In other words, the parties should have the opportunity at a trial to explain or attempt to explain their actions, having in mind the evidence must be relevant to the issues considered before the city council. Only with this kind of record can the city council's action be reviewed as contemplated by Northwestern College v. City of Arden Hills, 281 N.W.2d 865 (Minn.1979).

Reversed and remanded for trial.

SHERAN, C. J., took no part in the consideration or decision of this case.


[1] The city has no comprehensive municipal plan as defined in Minn.Stat. § 462.352, subds. 5, 6 (1980), but it has adopted a statement of goals and policies.

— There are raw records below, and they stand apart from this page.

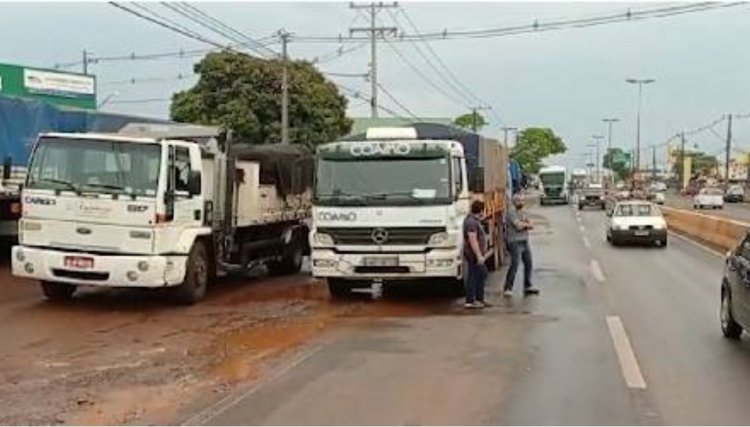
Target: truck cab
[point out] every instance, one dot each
(388, 208)
(106, 210)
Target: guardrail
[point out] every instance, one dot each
(721, 233)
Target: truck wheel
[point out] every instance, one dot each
(339, 289)
(291, 260)
(57, 291)
(193, 288)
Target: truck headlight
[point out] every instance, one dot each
(32, 226)
(438, 238)
(322, 239)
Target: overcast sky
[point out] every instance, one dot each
(567, 80)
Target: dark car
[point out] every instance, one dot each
(735, 194)
(592, 197)
(735, 291)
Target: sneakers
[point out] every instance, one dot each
(531, 291)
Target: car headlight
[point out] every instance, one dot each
(32, 226)
(322, 239)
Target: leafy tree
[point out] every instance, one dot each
(244, 93)
(702, 163)
(614, 160)
(534, 145)
(466, 121)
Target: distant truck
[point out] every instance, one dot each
(554, 181)
(160, 206)
(389, 205)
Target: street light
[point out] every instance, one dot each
(610, 121)
(640, 83)
(597, 138)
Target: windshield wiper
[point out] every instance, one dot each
(68, 184)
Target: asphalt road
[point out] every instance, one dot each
(618, 336)
(736, 211)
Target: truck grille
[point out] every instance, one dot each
(381, 236)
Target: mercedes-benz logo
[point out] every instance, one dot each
(379, 236)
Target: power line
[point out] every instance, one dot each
(396, 101)
(422, 76)
(204, 20)
(536, 26)
(166, 25)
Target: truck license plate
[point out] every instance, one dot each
(380, 261)
(79, 262)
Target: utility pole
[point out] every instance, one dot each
(682, 160)
(729, 152)
(374, 31)
(598, 138)
(610, 122)
(284, 36)
(505, 134)
(85, 62)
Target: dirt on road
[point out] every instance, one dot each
(132, 357)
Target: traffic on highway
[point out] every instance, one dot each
(374, 213)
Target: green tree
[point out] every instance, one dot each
(466, 121)
(701, 163)
(243, 93)
(534, 145)
(615, 160)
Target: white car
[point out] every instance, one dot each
(636, 221)
(709, 198)
(659, 198)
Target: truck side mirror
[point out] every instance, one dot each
(194, 183)
(7, 165)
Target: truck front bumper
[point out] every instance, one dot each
(437, 263)
(138, 271)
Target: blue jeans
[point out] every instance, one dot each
(476, 277)
(519, 251)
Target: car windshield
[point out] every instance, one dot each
(636, 210)
(383, 181)
(95, 166)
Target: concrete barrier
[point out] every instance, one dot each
(721, 233)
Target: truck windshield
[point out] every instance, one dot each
(383, 181)
(95, 166)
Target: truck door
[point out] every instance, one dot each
(187, 207)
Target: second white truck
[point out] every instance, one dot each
(160, 206)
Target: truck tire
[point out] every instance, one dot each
(193, 288)
(339, 288)
(291, 259)
(54, 291)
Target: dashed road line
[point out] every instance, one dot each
(596, 271)
(628, 362)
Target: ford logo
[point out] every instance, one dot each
(337, 216)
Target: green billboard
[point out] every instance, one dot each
(55, 87)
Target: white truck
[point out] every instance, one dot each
(154, 207)
(391, 205)
(554, 181)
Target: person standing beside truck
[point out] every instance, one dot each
(475, 256)
(517, 235)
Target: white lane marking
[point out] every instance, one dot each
(208, 414)
(697, 244)
(628, 362)
(596, 271)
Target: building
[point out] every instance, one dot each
(51, 86)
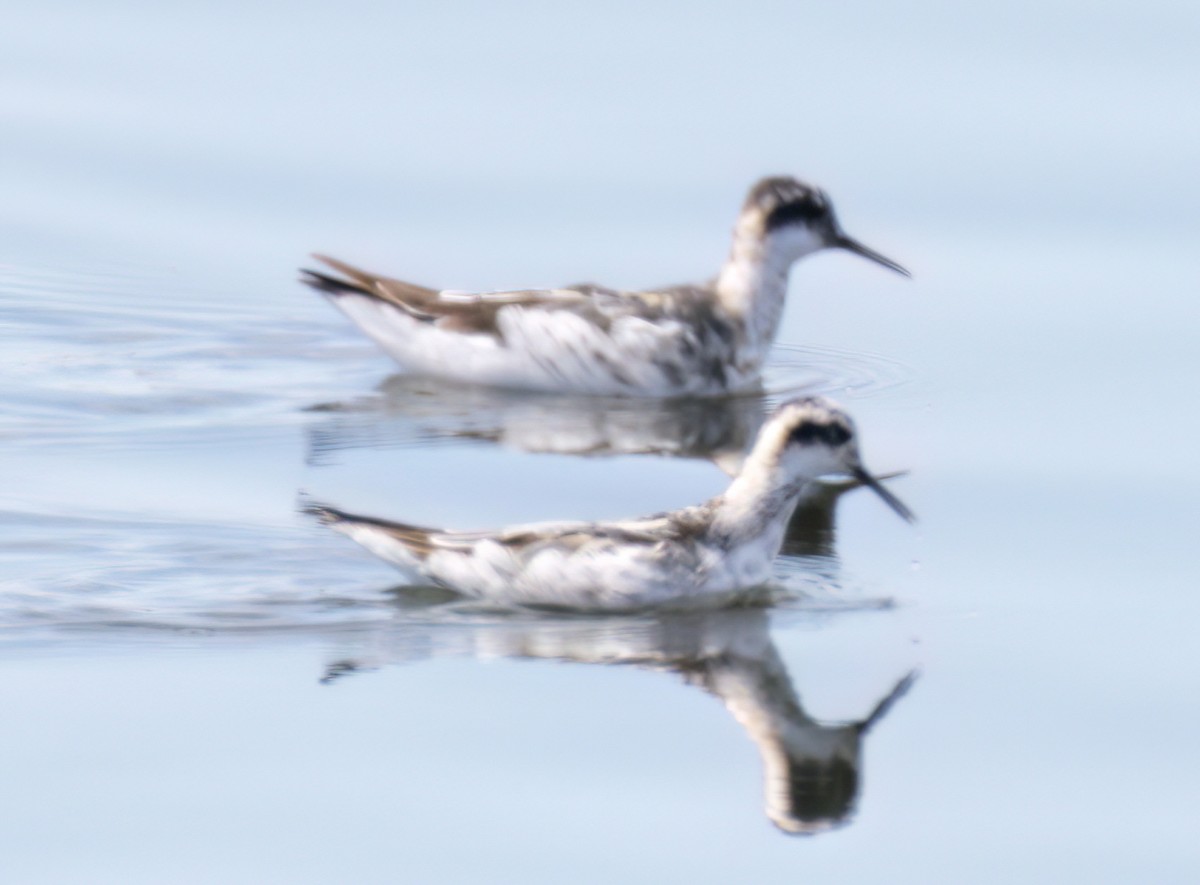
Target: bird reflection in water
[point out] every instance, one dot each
(811, 769)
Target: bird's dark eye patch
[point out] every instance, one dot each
(797, 211)
(811, 432)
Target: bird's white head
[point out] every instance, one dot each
(792, 220)
(809, 438)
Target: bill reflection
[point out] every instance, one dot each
(811, 768)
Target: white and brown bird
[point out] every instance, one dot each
(711, 553)
(693, 339)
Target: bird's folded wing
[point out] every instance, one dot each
(460, 311)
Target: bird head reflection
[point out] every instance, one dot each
(811, 768)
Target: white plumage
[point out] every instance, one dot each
(700, 339)
(709, 553)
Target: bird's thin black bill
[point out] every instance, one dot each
(852, 245)
(888, 498)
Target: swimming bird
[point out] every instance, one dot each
(717, 552)
(694, 339)
(811, 768)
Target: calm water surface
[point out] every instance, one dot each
(202, 685)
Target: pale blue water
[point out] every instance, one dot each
(201, 685)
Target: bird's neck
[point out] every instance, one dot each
(751, 288)
(757, 504)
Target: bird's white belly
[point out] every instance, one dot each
(552, 350)
(621, 577)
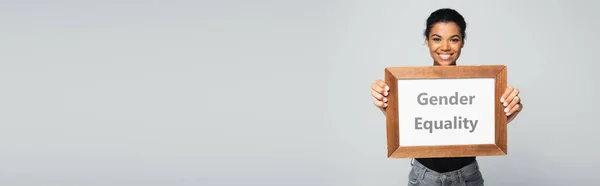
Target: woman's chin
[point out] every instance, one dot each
(445, 62)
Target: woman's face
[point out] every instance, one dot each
(445, 42)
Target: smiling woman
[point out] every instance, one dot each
(445, 37)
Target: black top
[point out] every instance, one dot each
(442, 165)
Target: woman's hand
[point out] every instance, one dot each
(380, 92)
(512, 103)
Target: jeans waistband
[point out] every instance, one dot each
(459, 174)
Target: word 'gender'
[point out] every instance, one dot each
(457, 123)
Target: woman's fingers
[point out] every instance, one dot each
(516, 108)
(507, 92)
(379, 89)
(380, 103)
(378, 96)
(512, 104)
(511, 96)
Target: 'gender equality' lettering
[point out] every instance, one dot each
(458, 122)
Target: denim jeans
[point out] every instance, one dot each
(467, 176)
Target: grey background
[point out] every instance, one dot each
(272, 92)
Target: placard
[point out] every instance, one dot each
(446, 111)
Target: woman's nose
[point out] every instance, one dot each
(445, 46)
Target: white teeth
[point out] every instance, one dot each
(445, 56)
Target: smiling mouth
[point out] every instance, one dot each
(445, 56)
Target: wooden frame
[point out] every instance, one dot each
(393, 74)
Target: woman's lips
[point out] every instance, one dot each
(445, 56)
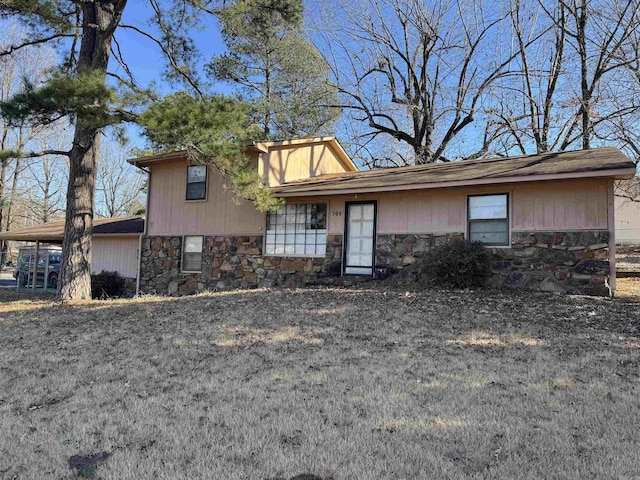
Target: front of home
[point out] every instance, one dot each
(548, 219)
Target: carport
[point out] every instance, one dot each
(116, 246)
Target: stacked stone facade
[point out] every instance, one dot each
(552, 261)
(396, 251)
(230, 262)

[2] The Honns also alleged the refusal to rezone was a taking giving rise to inverse condemnation but then, before the district court, dropped this claim.

[3] The declaratory judgment action has been used to challenge a decision whether to amend a zoning ordinance and rezone. State, by Rochester Association of Neighborhoods v. City of Rochester, 268 N.W.2d 885 (Minn.1978); Perron v. Village of New Brighton, 275 Minn. 119, 145 N.W.2d 425 (1966); Sun Oil Co. v. Village of New Hope, 300 Minn. 326, 220 N.W.2d 256 (1974). Mandamus has been used to review denial of a special use permit. C. R. Investments, Inc. v. Village of Shoreview, 304 N.W.2d 320 (Minn.1981); Minnetonka Congregation of Jehovah's Witnesses, Inc. v. Svee, 303 Minn. 79, 226 N.W.2d 306 (Minn.1975). Mandamus has also been used for denial of a variance. Luger v. City of Burnsville, 295 N.W.2d 609 (Minn.1980). A declaratory judgment has also been used for denial of a building permit, Ostrand v. Village of North St. Paul, 275 Minn. 440, 147 N.W.2d 571 (1966), and to raise a constitutional equal protection argument in the denial of a special use permit. Northwestern College v. City of Arden Hills, 281 N.W.2d 865 (Minn.1979).

[4] In footnote 4 of Northwestern College we expressly overruled cases holding that this court applied the same scope of review as in any other civil matter. Thus language in Zylka v. City of Crystal, 283 Minn. 192, 198, 167 N.W.2d 45, 51 (1969), that we apply the clearly-erroneous standard to the trial court's findings, was overruled. It is interesting to note that Zylka contemplated a trial at the district court level since it refers to a review of "the evidence presented at the hearing before the municipal governing body and the reviewing court." Id., 283 Minn. at 196, 167 N.W.2d at 49.

[5] A declaratory judgment action will lie when "legal relations are affected by a statute, municipal ordinance, contract or franchise." Minn.Stat. § 555.02 (1980). Section 555.05 is even more broadly worded: "The enumeration in sections 555.02 to 555.04 does not limit or restrict the exercise of the general powers conferred in section 555.01, in any proceeding where declaratory relief is sought, in which judgment or decree will terminate the controversy or remove an uncertainty." And section 555.01 says, "No action or proceeding shall be open to objection on the ground that a declaratory judgment or decree is prayed for." This broad and flexible reach accorded the declaratory remedy is such that it has become, in many ways, "an all-purpose writ." See Moore's Federal Practice, § 57.05 (1979).

[6] This contrast is illustrated by the Coon Rapids zoning ordinance which says a special use may be permitted in a zoning district if "findings" are made on 11 different factors, one of which is that the special use shall not be detrimental to the public health, safety or general welfare. For a variance under the Coon Rapids ordinance, "findings" must be made as to five different factors, one of which is undue hardship.